Establecer una diferencia entre mente y cuerpo nos facilita su estudio y el avance científico en cada especialidad, lo cual nos permite el tratamiento de diferentes dolencias con mayor precisión. Pero esto no quiere decir que funcionen por separado y que lo que pase en el cerebro no tenga nada que ver con el pie. Por ello, existe también el enfoque integrativo y la perspectiva biopsicosocial que se basa en una visión completa de la persona, teniendo en cuenta la relación entre mente, cuerpo, emociones y circunstancias. Esta forma de trabajo tiene una visión multidisciplinar abarcando las distintas variables que componen al ser humano. Cada profesional tiene su área de conocimiento pero trabaja considerando la influencia de las demás.

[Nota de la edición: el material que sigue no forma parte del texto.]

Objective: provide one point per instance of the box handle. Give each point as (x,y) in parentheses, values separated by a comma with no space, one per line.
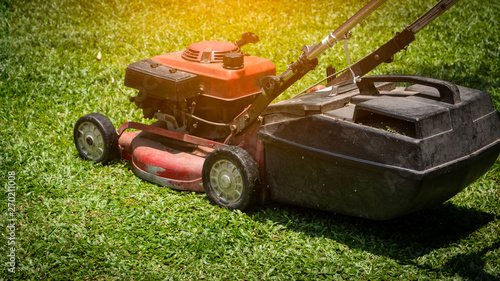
(448,91)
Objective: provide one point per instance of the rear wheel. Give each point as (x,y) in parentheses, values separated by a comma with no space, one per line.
(96,138)
(231,178)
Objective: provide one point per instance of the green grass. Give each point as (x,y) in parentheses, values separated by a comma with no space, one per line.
(82,221)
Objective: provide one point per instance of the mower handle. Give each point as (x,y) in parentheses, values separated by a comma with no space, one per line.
(448,92)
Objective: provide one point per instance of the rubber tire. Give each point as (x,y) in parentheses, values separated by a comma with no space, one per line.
(109,137)
(246,167)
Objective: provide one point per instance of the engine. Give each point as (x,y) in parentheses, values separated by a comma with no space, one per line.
(201,89)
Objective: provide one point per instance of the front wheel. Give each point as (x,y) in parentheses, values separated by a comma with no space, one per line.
(231,178)
(96,138)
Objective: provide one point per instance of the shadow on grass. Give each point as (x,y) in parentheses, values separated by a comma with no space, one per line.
(403,239)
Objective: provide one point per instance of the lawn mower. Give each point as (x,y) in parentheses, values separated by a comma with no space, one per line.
(361,145)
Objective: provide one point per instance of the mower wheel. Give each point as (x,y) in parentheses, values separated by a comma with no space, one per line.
(96,138)
(231,178)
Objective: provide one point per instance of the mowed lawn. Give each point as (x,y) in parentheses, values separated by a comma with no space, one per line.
(62,59)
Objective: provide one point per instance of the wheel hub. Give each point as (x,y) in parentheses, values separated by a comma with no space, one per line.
(90,140)
(226,180)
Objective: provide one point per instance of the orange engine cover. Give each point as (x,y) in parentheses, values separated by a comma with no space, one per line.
(215,80)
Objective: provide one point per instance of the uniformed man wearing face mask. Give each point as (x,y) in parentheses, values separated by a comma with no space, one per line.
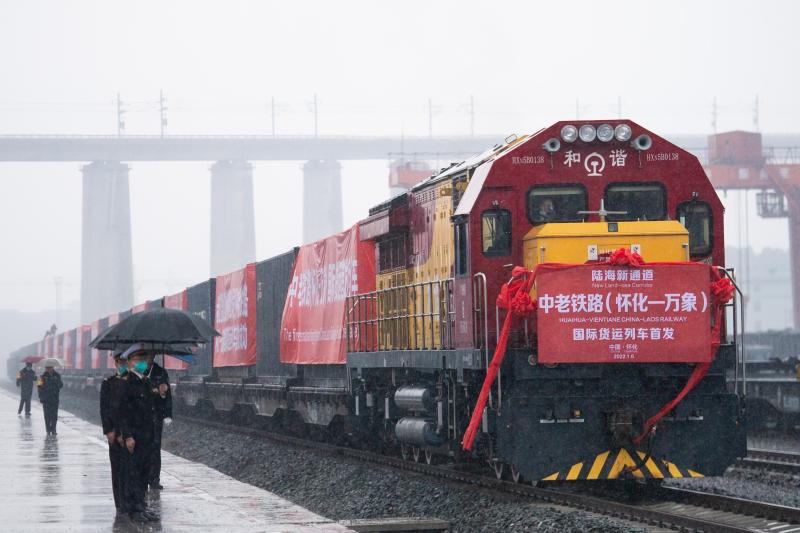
(136,412)
(163,415)
(49,385)
(25,379)
(110,397)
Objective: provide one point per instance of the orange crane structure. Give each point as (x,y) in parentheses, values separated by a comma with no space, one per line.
(737,161)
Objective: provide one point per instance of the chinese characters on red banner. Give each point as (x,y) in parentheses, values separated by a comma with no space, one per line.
(235,318)
(604,313)
(326,272)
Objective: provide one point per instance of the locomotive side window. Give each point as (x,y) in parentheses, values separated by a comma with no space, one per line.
(696,217)
(461,248)
(392,253)
(556,204)
(640,201)
(496,232)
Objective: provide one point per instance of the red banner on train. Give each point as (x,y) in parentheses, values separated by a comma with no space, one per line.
(235,318)
(607,314)
(175,301)
(113,320)
(325,274)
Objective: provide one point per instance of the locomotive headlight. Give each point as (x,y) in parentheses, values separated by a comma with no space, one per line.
(587,133)
(605,132)
(622,132)
(569,133)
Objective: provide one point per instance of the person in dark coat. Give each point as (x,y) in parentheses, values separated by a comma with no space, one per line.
(162,393)
(110,398)
(49,385)
(136,412)
(25,379)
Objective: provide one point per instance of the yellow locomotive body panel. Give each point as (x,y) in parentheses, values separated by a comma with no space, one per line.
(411,301)
(579,242)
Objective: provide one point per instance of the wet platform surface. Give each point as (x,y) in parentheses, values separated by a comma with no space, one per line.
(63,483)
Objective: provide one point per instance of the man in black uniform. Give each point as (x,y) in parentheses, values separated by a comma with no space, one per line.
(162,393)
(49,390)
(25,379)
(136,412)
(110,397)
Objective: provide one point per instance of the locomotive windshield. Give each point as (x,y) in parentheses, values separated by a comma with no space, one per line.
(640,201)
(556,204)
(496,232)
(696,217)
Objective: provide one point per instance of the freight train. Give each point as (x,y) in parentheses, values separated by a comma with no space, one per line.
(497,311)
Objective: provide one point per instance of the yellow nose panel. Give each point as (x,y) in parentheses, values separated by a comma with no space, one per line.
(613,465)
(579,242)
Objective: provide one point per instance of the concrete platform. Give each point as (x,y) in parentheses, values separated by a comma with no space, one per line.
(63,484)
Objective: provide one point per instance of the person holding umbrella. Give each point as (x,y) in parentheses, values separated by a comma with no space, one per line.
(136,411)
(49,385)
(25,379)
(162,393)
(110,397)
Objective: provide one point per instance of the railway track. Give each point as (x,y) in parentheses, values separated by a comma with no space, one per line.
(661,507)
(779,461)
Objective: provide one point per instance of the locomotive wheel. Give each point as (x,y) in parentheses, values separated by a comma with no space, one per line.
(404,452)
(499,469)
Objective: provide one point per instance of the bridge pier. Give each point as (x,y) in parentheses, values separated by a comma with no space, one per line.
(233,238)
(322,199)
(106,263)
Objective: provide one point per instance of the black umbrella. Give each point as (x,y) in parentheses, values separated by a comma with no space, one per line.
(163,328)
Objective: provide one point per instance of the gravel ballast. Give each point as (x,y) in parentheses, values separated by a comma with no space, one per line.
(342,488)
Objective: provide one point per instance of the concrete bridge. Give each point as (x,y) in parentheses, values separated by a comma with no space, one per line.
(106,203)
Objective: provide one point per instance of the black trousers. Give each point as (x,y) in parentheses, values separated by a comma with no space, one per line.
(50,415)
(116,457)
(134,477)
(25,400)
(154,469)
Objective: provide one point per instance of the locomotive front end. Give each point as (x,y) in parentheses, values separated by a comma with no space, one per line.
(561,303)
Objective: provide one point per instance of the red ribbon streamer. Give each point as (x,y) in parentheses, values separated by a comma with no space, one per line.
(515,297)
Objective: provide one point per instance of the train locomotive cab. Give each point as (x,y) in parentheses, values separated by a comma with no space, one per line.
(578,386)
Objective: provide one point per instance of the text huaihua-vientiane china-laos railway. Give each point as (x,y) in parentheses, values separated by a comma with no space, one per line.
(554,306)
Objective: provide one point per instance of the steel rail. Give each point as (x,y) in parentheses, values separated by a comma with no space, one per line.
(779,461)
(681,516)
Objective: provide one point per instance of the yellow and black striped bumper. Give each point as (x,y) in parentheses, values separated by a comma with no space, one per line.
(612,465)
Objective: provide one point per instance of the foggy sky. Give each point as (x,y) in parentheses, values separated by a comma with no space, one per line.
(373,66)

En mi experiencia respecto a este tema, lo que he observado muchas veces es que se ignora la salud mental o si se hace referencia, es a nivel de diagnóstico sin ofrecer alternativas de terapia y los beneficios que puede tener ésta. Me parece un enfoque muy reducido que si, por ejemplo, una persona está diagnosticada de fibromialgia y va al médico, solamente se le ofrezca como tratamiento la medicación. ¿Qué pasa con las emociones, los pensamientos, la nutrición, el ejercicio o la situación social? Y así con cualquier motivo de consulta.

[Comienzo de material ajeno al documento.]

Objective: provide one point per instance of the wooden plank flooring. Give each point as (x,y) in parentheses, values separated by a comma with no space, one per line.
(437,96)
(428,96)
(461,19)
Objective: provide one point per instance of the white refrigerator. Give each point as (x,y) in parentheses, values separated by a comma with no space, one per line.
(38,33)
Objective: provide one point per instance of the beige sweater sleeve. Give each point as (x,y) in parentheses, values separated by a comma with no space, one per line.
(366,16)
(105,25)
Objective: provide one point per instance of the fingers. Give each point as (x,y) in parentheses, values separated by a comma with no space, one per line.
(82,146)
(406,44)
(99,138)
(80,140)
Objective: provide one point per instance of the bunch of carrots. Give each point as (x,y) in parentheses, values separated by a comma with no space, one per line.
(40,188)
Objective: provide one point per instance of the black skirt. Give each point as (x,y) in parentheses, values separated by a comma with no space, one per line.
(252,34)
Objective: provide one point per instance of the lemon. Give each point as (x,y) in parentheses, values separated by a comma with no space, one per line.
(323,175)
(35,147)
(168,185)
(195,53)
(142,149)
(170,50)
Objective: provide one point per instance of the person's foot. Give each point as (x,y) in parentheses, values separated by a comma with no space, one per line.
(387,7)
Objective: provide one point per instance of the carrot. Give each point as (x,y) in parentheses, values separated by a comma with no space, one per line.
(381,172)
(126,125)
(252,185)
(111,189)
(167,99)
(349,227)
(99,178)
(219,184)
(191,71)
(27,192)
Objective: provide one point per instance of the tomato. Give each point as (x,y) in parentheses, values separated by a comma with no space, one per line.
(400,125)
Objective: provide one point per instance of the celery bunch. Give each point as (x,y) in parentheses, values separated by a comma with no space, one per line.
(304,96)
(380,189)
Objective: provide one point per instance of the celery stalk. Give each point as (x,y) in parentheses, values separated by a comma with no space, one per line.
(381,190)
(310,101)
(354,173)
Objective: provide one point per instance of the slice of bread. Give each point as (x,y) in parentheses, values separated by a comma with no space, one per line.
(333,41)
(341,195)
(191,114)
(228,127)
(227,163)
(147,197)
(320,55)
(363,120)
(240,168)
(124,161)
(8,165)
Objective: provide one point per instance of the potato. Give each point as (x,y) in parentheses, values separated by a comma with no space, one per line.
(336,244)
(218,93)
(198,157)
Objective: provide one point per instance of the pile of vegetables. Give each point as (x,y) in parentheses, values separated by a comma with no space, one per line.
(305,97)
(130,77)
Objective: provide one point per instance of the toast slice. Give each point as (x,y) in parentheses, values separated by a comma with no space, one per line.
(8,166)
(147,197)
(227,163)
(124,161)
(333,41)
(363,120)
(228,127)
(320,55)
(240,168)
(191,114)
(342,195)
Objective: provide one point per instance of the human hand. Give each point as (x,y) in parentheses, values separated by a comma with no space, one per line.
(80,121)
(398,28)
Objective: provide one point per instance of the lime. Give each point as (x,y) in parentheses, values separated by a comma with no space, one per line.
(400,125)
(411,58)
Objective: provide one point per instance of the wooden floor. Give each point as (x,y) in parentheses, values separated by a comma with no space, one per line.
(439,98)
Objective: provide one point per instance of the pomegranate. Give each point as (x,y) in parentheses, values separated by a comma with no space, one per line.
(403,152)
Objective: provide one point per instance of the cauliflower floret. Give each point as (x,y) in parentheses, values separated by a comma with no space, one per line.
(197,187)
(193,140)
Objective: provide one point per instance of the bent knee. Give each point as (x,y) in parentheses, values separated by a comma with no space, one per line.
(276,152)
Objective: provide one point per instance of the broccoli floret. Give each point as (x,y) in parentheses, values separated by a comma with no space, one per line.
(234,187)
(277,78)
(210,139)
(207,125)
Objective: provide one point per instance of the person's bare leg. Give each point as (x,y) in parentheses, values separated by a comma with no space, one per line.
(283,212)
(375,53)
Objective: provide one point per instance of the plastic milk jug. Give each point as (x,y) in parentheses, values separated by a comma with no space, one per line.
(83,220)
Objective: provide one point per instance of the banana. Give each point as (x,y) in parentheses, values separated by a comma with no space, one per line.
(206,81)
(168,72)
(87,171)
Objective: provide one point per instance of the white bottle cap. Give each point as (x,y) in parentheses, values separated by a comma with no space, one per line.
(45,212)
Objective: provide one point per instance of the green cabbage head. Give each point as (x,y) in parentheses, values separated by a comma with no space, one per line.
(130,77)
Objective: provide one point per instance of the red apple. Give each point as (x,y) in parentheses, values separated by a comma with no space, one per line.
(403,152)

El cambio de paradigma propone pasar del enfoque clásico basado en la medicalización y la posición pasiva del consultante (“Voy al médico y él tiene la solución a mi problema con una pastilla”), a un proceso de aprendizaje activo que tenga en cuenta las diferentes necesidades de la persona y que conlleve una mayor responsabilidad de la propia salud. Ya que a priori, aunque puede parecer más costoso, los resultados se mantienen más a largo plazo. Ya se ha demostrado en varias ocasiones que destinar recursos a incluir la terapia psicológica en hospitales mejora el bienestar de las personas. Así que trabajar en tus pensamientos y emociones, ¡también te puede ayudar en tus problemas físicos!


Un pequeño ejercicio …

Imagina por un momento que estás en tu casa, en la cocina y abres el frigorífico. Coges un limón que te llama la atención por su color amarillo luminoso. Decides cortarlo por la mitad, lo observas detenidamente unos segundos y después lo exprimes lentamente en un vaso para beberlo.

¿Qué has sentido? ¿Has notado algún cambio en la boca, el sabor, la lengua? En muchas ocasiones el mero hecho de imaginar algo nos provoca cambios físicos como si tuviéramos el limón en nuestras manos. Este pequeño ejemplo nos puede hacer reflexionar sobre cómo lo que pensamos puede tener consecuencias en nuestro cuerpo.

A otro nivel, nos podemos encontrar pensando en algún suceso del pasado que nos provocó miedo y aunque ahora no esté sucediendo, al revivirlo, nuestro cuerpo reacciona con tensión, taquicardia o sudor. También al revés se da esta relación, por ejemplo, después de un esfuerzo físico prolongado como salir a correr tenemos pensamientos de satisfacción y sensaciones agradables. Hay muchos ejemplos sobre la relación cuerpo-mente ¿Se os ocurre alguno? ¡Me encantará leerlos!

A modo de conclusión, creo que un tratamiento integrativo permite mejores resultados ya que tiene en cuenta los diferentes aspectos que conforman a la persona y cómo se interrelacionan entre ellos. Ofreciendo una visión más real y equilibrada de la complejidad humana.